Cast your mind back to the end of January, when I wrote about my decision to do a U-turn on my long-held pledges of no New Year's resolutions and no diets. I've never liked diets. I love food too much and I was genuinely accepting of being a size 16.
But I was forced into a sharp reassessment when I jumped on a see-saw with my husband and four-year-old daughter on one side and me on the other - and I started to sink towards the ground.
Around the same time, my employer was looking for pleasantly pudgy guinea pigs to take part in a 12-week weight loss programme called £s for lbs, which bribed us with a promise of a charity donation for every pound lost.
I signed up, full of determination after the see-saw incident, but also fearing the realism that I have no discipline whatsoever when confronted with a slab of hot chocolate fudge cake.
So, here I am, 12 weeks later, and delighted to report that miraculously I am 10lbs lighter.
Overall, 19 of us signed up for the Business in the Community initiative - and about half made it to the very end. The fact that I was one of them is incredible. I'm full of admiration for all my colleagues who stuck with it - particularly the two joint "biggest losers", who lost a whopping 18lbs each.

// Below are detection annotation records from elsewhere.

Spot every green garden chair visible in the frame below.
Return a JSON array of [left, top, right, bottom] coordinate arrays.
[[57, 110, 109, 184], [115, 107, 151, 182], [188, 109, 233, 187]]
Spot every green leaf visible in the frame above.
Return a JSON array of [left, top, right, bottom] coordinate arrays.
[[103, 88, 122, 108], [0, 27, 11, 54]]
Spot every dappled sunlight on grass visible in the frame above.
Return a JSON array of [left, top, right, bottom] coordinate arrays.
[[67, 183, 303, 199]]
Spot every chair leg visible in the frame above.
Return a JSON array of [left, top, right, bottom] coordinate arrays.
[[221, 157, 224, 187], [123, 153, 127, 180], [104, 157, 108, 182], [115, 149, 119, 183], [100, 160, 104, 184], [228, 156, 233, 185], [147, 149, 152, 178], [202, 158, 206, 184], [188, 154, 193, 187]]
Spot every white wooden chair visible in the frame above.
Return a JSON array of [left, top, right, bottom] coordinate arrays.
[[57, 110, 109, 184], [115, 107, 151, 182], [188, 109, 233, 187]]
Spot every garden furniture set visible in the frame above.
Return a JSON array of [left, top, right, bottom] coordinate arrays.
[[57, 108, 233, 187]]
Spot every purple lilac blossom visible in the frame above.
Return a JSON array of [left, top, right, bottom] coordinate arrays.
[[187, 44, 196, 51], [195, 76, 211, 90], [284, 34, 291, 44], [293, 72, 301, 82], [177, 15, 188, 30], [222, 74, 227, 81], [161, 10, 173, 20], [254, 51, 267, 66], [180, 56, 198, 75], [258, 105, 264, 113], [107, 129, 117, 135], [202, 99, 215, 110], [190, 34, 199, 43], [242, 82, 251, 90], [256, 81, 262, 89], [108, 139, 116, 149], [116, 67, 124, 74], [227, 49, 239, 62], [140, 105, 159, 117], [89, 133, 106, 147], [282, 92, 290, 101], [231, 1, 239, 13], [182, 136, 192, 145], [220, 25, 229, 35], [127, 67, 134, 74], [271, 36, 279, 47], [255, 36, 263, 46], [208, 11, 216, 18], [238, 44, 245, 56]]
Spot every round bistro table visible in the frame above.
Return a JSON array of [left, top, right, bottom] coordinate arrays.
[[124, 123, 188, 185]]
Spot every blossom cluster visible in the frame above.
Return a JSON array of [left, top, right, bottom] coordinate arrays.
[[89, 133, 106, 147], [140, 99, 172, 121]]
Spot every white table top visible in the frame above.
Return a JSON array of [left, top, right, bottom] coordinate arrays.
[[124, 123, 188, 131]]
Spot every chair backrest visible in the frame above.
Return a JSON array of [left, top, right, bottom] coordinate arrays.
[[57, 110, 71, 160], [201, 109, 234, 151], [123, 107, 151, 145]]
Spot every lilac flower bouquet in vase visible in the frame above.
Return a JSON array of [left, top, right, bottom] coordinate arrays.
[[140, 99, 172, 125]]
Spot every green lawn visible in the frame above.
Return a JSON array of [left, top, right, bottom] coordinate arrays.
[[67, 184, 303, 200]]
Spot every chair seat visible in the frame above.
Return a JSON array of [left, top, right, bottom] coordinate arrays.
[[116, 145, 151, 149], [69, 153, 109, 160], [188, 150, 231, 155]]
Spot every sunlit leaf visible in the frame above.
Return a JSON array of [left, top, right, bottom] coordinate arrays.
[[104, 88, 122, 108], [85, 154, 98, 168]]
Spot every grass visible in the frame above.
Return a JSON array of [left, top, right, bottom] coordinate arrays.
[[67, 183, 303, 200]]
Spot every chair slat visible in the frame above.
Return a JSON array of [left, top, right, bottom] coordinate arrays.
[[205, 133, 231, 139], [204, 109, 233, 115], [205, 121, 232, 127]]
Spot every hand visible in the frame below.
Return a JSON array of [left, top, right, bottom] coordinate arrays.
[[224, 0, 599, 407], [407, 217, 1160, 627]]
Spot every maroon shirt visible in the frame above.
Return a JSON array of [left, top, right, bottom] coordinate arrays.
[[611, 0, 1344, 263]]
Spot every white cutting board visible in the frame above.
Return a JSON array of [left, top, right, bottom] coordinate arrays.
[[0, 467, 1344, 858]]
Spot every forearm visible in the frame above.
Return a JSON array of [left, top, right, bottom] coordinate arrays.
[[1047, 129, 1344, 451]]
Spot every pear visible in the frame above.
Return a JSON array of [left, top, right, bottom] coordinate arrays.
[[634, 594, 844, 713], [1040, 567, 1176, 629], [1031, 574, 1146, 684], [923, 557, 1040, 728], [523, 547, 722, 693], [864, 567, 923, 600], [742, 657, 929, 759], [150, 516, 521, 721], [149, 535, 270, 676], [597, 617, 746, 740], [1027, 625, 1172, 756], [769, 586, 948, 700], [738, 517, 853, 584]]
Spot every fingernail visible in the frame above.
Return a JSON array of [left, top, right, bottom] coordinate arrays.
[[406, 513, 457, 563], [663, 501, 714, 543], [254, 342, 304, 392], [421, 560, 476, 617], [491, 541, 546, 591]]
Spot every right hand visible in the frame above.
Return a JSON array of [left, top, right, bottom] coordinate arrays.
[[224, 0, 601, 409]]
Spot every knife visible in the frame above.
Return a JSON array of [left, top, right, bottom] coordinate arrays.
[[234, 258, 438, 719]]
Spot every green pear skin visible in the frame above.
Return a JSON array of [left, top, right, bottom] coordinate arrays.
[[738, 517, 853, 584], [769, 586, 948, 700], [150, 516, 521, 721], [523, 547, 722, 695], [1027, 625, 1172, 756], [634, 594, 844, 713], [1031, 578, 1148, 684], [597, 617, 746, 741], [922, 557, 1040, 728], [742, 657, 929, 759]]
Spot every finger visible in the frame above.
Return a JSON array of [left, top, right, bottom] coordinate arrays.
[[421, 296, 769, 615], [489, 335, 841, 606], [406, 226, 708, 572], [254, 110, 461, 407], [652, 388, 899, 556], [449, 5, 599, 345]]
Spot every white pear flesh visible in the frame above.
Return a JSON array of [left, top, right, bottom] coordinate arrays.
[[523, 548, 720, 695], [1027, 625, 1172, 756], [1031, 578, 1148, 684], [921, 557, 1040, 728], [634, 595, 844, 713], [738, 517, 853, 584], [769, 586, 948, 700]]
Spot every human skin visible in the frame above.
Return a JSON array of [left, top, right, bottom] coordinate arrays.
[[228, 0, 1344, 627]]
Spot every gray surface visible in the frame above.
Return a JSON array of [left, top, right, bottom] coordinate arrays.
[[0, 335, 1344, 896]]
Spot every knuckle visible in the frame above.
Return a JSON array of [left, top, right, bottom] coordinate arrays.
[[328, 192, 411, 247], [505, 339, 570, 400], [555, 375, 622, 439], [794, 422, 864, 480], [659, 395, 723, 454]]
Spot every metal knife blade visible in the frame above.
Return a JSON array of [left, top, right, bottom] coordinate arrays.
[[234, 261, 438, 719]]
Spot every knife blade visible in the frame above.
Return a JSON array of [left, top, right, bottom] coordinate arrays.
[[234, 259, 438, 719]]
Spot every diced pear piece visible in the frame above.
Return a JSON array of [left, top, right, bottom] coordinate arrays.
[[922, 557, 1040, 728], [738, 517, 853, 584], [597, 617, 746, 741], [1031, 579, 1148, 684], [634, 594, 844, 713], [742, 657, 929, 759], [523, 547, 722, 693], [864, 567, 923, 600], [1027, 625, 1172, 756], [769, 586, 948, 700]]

Together, we lost 146lbs. If you'd said to me at the start that I would be 10lbs lighter - and a dress size smaller - within three months, I would have been cock-a-hoop. But the truth is, I'm actually a bit disappointed, because I know I could have done better.
I plateaued about two-thirds in before I got consumed by a particularly bad fortnight which disappeared in the blur of a wedding, two birthday parties, a college reunion and a hangover day when I headed to the chocolate stash.
Despite all that, I still managed to break even after those two weeks.
What has changed for good is my attitude towards food and snacking. In fact, it's a long time since I thought about the 12-week deadline.
Somewhere along the line, I subconsciously succumbed to a new long-term attitude that will not allow any return to my old habit of eating a bar of chocolate and packet of crisps every single day.
I also used to have a "sheep and lamb" attitude to food. If I knew I was going out for dinner that night, I always thought "Well, I may as well be hung for a sheep as a lamb" and indulge all day long. Now, I do the complete opposite because I know I'm going out.
So, after my final weigh-in, there was only one thing for it. I had to go back to the offending see-saw with bemused husband and daughter in tow.
We clambered on - them on one side and me on the other - and teetered on the brink of balance for an excruciating second or two.
Then, slowly, but very definitely, I started to rise up in the air.
A tweet worthy of Dynasty’s Alexis
Of all the cat fights Joan Collins could pick, I wasn’t expecting her to pick one with, eh, Joan Collins.
The grand dame of showbiz has gone to great lengths to distance herself from a namesake Irish politician, who was arrested at a Dublin water protest. “The very idea!” the actress tweeted in horror.
Joan Collins TD hit back, denying she was ever a Hollywood glamourpuss. The fired-up politician clarified that she had never taken an honour from the Queen, “nor did I wear shoulder pads in the 80s”.
“The very idea!” she blasted back at the Dynasty star. Now that’s a spat Alexis and Krystle would be proud of.
Sorry, but this is still selfie-obsessed
Oh for gawd’s sake. No sooner is the “no make-up selfie” out of the way, then along comes the Selfie Esteem movement. Good Morning Britain launched the initiative after its survey found 41% of women said pictures on social media made them feel bad about themselves.
So GMB is curing this low self-esteem with an inexplicable campaign encouraging well-known faces, such as its presenter, Susanna Reid, to take a “no filter” close-up and post it on social media. The celebs are now all modestly piling in but, just like the no make-up selfies, you’ll have to search hard to find any unflattering visogs. These never-ending gimmicks are so annoying, I’d rather just suffer the low esteem.